At one stage on Friday morning a cloud of dust rising above the large Co Meath home the Murray family built 20 years ago was the only obvious sign that demolition work was under way.
By the time the workers finished their shift and security personnel secured the site for the night, a large part of the interior of the house, built at Faughan Hill, Bohermeen without planning permission, could be seen from the nearby road.
A high-profile legal battle was coming to a rather low-key conclusion. A handful of reporters stood outside, occasionally clambering to get a better view of how the demolition work was progressing. A couple of gardaí kept watch and passing neighbours stopped on occasion. One remarked on how it was a shame that the whole sorry saga was ever allowed to come to this.

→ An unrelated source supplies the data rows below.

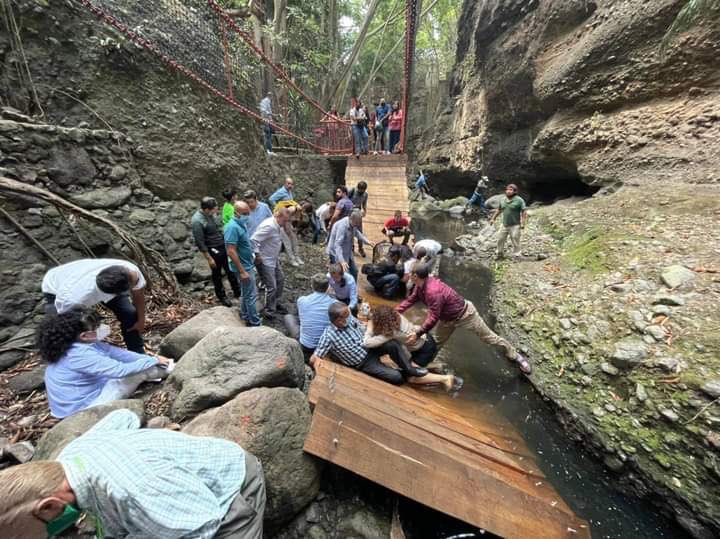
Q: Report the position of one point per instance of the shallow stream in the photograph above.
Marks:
(494, 389)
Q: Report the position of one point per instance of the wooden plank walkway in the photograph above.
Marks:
(386, 176)
(409, 442)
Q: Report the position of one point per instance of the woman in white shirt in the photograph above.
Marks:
(387, 324)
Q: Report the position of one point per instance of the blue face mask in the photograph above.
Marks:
(65, 520)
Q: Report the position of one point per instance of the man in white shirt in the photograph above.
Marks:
(109, 281)
(267, 242)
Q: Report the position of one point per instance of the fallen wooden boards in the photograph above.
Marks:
(400, 438)
(386, 176)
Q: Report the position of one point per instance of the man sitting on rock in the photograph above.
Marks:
(133, 482)
(313, 314)
(448, 310)
(208, 237)
(343, 341)
(397, 226)
(90, 281)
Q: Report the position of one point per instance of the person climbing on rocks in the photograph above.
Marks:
(448, 310)
(514, 218)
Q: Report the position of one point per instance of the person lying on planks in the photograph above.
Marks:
(343, 341)
(85, 371)
(448, 310)
(133, 482)
(387, 325)
(90, 281)
(397, 226)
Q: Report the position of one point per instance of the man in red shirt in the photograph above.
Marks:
(397, 226)
(448, 310)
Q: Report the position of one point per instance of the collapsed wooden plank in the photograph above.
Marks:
(414, 464)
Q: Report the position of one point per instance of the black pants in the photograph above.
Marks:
(374, 367)
(124, 311)
(219, 255)
(427, 353)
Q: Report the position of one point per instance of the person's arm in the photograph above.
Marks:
(138, 297)
(409, 301)
(352, 285)
(94, 361)
(232, 253)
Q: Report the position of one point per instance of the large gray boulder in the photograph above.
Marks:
(230, 360)
(189, 333)
(270, 423)
(54, 440)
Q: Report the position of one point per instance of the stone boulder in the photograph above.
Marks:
(230, 360)
(676, 276)
(103, 198)
(54, 440)
(270, 423)
(629, 353)
(189, 333)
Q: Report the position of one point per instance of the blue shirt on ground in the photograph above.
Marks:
(74, 381)
(236, 234)
(258, 215)
(313, 314)
(345, 290)
(280, 194)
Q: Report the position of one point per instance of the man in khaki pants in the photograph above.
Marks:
(447, 310)
(514, 218)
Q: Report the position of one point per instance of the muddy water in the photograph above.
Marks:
(494, 389)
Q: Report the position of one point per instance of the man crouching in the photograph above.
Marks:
(133, 482)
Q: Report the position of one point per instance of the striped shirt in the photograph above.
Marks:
(152, 483)
(343, 344)
(313, 314)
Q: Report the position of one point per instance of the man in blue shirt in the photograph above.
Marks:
(242, 264)
(284, 193)
(313, 314)
(134, 482)
(382, 115)
(259, 211)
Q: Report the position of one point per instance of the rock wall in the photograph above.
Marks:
(557, 95)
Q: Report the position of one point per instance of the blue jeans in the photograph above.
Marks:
(267, 132)
(387, 285)
(248, 303)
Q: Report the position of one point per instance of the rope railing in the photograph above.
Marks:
(200, 40)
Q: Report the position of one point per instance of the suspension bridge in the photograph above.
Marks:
(403, 439)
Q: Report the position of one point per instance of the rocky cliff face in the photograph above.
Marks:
(559, 96)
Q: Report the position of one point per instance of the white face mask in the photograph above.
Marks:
(102, 332)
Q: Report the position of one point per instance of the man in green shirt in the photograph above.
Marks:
(514, 218)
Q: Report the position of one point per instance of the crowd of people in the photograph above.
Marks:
(178, 485)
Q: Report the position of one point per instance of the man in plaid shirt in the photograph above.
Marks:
(141, 483)
(343, 340)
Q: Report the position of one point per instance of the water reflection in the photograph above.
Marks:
(495, 390)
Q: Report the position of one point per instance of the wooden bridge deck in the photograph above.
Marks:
(386, 176)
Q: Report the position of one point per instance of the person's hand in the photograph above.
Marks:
(138, 326)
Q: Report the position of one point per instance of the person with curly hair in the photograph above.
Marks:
(386, 325)
(85, 371)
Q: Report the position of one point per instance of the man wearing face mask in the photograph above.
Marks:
(85, 371)
(242, 264)
(109, 281)
(133, 482)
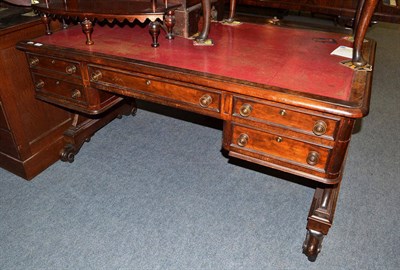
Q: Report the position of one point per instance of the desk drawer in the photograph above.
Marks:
(271, 113)
(261, 143)
(156, 89)
(63, 66)
(59, 90)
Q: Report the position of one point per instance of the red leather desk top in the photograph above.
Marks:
(283, 57)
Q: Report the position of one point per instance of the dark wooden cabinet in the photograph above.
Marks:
(31, 131)
(341, 8)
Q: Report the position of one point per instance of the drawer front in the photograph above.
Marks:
(3, 119)
(263, 143)
(151, 86)
(54, 64)
(271, 113)
(7, 144)
(59, 90)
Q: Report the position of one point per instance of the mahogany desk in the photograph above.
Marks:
(286, 103)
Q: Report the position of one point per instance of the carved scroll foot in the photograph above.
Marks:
(46, 21)
(169, 21)
(154, 30)
(87, 28)
(312, 244)
(83, 128)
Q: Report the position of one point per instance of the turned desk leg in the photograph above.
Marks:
(46, 21)
(232, 11)
(169, 20)
(87, 28)
(320, 219)
(154, 30)
(365, 10)
(206, 21)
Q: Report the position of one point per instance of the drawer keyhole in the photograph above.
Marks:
(245, 110)
(313, 158)
(33, 61)
(205, 101)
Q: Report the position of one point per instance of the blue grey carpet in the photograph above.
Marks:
(154, 191)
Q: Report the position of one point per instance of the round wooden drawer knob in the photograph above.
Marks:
(245, 110)
(243, 140)
(76, 94)
(39, 84)
(320, 128)
(96, 75)
(205, 101)
(33, 61)
(71, 69)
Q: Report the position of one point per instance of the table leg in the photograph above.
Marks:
(154, 30)
(87, 28)
(46, 21)
(364, 13)
(169, 20)
(320, 219)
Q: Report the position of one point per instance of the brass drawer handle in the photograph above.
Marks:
(33, 61)
(96, 75)
(320, 128)
(71, 69)
(76, 94)
(39, 84)
(245, 110)
(205, 101)
(313, 158)
(243, 140)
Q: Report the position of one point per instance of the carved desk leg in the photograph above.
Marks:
(83, 128)
(169, 20)
(154, 30)
(203, 37)
(365, 10)
(46, 21)
(320, 219)
(87, 28)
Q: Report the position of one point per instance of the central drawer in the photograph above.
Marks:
(53, 64)
(262, 143)
(160, 90)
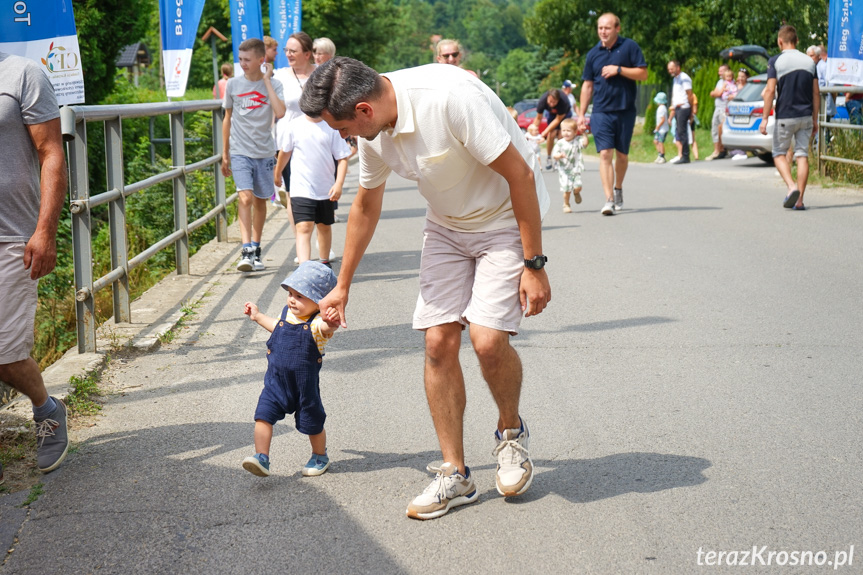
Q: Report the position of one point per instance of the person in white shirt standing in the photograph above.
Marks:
(681, 103)
(482, 262)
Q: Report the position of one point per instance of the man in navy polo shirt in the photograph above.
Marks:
(793, 80)
(611, 70)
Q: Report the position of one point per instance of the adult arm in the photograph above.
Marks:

There were no protests, though, just a sense that something which seemed increasingly inevitable over the past few years was finally coming to pass.
READ MORE
As they spoke, a large digger, used earlier to pull back trees in order to allow larger trucks access to the drive, tore chunks of the building down.
It is understood the entire job, which is intended to essentially return the site to the way it was before the Murrays built their 588sq m (6,220sq ft) home in late 2006, will take a couple of weeks to complete.

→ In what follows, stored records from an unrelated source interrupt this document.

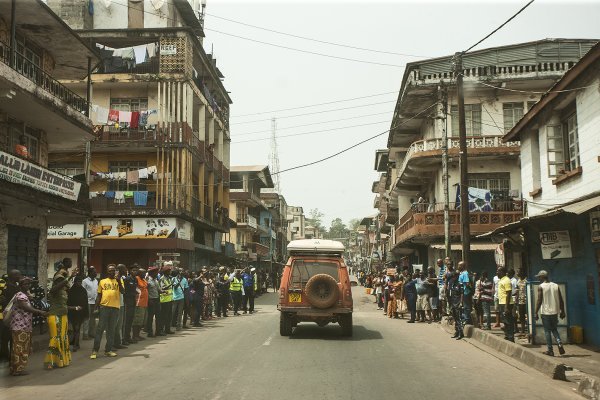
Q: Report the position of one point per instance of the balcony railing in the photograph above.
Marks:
(474, 142)
(41, 78)
(427, 220)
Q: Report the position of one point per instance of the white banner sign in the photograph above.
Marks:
(68, 231)
(139, 228)
(555, 244)
(16, 170)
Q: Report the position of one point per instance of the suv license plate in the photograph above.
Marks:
(295, 297)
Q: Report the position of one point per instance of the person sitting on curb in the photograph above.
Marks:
(550, 301)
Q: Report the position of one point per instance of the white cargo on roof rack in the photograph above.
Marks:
(315, 245)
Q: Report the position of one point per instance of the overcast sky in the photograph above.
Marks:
(264, 78)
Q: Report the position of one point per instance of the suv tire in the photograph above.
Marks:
(346, 324)
(321, 291)
(285, 325)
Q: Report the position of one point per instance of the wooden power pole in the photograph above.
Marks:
(465, 231)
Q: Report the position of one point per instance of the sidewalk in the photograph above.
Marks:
(580, 364)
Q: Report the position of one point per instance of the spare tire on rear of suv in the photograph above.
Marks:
(321, 291)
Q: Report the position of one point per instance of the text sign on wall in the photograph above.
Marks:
(168, 49)
(555, 244)
(16, 170)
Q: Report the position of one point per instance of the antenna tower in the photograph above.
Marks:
(274, 157)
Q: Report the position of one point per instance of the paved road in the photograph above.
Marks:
(245, 358)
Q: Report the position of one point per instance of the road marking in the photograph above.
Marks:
(268, 341)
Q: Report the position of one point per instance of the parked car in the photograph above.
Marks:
(315, 286)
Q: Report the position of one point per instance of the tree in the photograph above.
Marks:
(338, 229)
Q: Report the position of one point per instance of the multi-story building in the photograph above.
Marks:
(500, 85)
(560, 181)
(278, 209)
(37, 115)
(250, 213)
(160, 158)
(296, 223)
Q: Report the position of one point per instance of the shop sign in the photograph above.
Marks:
(555, 244)
(168, 49)
(67, 231)
(16, 170)
(595, 226)
(139, 228)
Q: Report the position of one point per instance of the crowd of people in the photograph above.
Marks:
(466, 297)
(128, 304)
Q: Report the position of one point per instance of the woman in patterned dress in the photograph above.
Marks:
(59, 354)
(21, 326)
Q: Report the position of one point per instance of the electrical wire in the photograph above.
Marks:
(316, 112)
(305, 51)
(313, 105)
(271, 44)
(312, 132)
(311, 124)
(501, 26)
(315, 40)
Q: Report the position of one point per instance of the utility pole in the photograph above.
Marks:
(442, 116)
(465, 231)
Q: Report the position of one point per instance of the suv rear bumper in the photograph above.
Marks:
(314, 312)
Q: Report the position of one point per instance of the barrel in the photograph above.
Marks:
(576, 334)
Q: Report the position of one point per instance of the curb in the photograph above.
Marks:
(588, 386)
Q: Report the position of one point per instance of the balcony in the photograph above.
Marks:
(426, 221)
(42, 79)
(425, 155)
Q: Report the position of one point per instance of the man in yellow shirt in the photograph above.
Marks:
(108, 303)
(506, 304)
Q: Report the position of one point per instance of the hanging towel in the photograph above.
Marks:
(143, 173)
(140, 198)
(125, 116)
(119, 197)
(113, 117)
(135, 120)
(133, 176)
(102, 116)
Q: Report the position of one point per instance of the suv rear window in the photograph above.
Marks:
(302, 271)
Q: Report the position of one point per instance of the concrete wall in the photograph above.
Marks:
(588, 121)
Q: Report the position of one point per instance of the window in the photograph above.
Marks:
(22, 136)
(513, 112)
(497, 183)
(472, 119)
(563, 146)
(69, 169)
(125, 166)
(133, 104)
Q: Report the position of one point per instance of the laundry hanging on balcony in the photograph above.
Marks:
(479, 199)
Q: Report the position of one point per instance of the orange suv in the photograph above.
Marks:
(315, 286)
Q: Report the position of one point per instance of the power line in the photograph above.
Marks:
(309, 133)
(305, 51)
(312, 123)
(313, 105)
(316, 112)
(356, 144)
(501, 26)
(315, 40)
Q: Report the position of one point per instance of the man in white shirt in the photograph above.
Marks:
(90, 283)
(550, 301)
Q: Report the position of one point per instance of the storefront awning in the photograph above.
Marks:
(474, 246)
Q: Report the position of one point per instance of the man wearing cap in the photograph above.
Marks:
(153, 312)
(550, 301)
(248, 280)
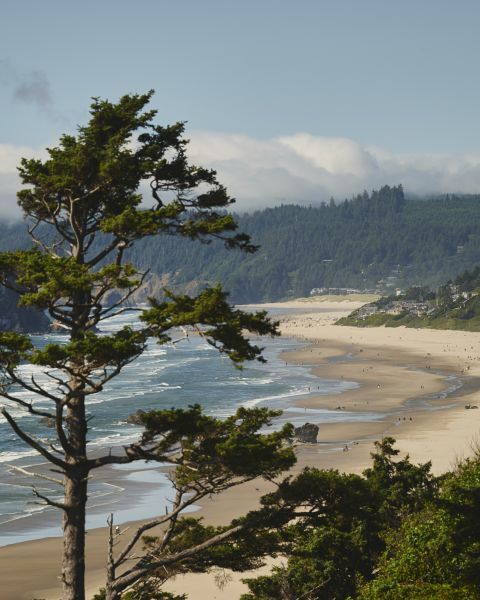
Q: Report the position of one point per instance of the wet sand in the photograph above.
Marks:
(419, 381)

With the work well under way on Friday, Rose Murray said she and her husband, Chris, would appear in court on Monday to answer a charge of contempt against them.

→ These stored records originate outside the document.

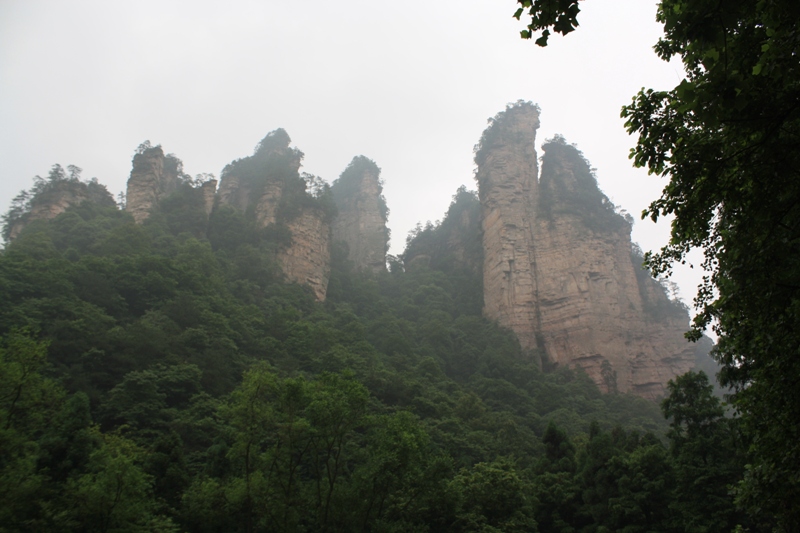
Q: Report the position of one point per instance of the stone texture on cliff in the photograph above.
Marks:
(256, 183)
(455, 243)
(267, 186)
(151, 180)
(209, 191)
(507, 180)
(307, 260)
(361, 218)
(558, 269)
(55, 197)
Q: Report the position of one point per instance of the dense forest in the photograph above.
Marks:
(164, 376)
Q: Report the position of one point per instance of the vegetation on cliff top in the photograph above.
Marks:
(162, 377)
(728, 139)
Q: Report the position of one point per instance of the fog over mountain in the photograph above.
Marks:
(411, 88)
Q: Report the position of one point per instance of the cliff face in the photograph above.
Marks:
(153, 178)
(454, 244)
(558, 268)
(53, 198)
(267, 186)
(307, 260)
(507, 187)
(361, 218)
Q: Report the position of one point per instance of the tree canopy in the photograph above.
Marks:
(728, 140)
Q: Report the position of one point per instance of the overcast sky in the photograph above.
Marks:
(408, 84)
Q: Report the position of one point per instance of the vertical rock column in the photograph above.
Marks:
(307, 260)
(144, 185)
(361, 221)
(507, 177)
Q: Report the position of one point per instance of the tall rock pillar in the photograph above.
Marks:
(508, 188)
(362, 213)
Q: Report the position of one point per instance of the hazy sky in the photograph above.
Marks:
(408, 84)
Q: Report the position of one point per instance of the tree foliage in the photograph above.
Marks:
(728, 139)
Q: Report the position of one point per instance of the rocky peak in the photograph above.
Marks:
(50, 197)
(154, 176)
(268, 187)
(558, 267)
(257, 183)
(362, 214)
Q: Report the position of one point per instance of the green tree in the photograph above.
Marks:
(728, 139)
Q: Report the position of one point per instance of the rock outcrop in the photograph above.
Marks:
(268, 187)
(558, 267)
(307, 260)
(362, 213)
(153, 177)
(454, 244)
(51, 197)
(209, 192)
(257, 183)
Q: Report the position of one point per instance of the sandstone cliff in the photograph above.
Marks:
(362, 213)
(153, 177)
(454, 244)
(52, 196)
(268, 188)
(558, 266)
(307, 260)
(256, 184)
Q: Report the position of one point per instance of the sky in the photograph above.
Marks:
(408, 84)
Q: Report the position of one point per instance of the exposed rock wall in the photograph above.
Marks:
(308, 260)
(453, 245)
(361, 218)
(267, 186)
(209, 191)
(558, 269)
(55, 198)
(507, 186)
(150, 181)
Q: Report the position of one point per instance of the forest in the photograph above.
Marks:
(164, 376)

Speaking to The Irish Times, she said she accepted the battle to save their home was over, that it was going to be demolished and that the family would be left with “nothing”.

Murray insisted their decision to build the house without planning permission was only prompted by frustration over planning applications seeking to build at various locations in the area, where her husband grew up, being turned down time and time again.
It seems, she said, “like there was a personal vendetta against us”.

In relation to the current site, she said planning was refused on different grounds including the lack of services. Murray said the family had installed a “state of the art” percolation system in what she described as “the middle of a nine-acre field”.
She also claimed the couple were told the land had previously been “sterilised”, a legal commitment given that it could not be built on, but that this process was never completed.
In 2010, however, Judge John Edwards, in the High Court, told the couple the construction of the house had not been “a technicality” but rather “a flagrant breach” of the planning laws.
[ How a dream family home in Co Meath became a 20-year nightmareOpens in new window ]
Asked about the persistent legal efforts to thwart the council’s repeated attempts to enforce court orders for the removal of the house, dismissed on one occasion as “frivolous, vexatious and an abuse of process”, Murray claimed they sought to negotiate with the council on reducing the size of the property but were repeatedly rebuffed.
Now, she said, “it leaves us homeless, on the street”.
The couple have two adult sons and one daughter. “The other night, my family were sleeping in five different houses. They asked my son on Monday, did he have somewhere to stay?
“And he told them: ‘This is my house. This is where I stay.’ They offered him a phone number of a bed and breakfast ... to stay with the refugees that’s coming into this country.”
Murray described the treatment of the family with regard to securing their possessions from the house as “barbaric”, but acknowledged she and her husband made a mistake building the house in the first place.
“If I had it all to do again, I’d just move into a caravan.”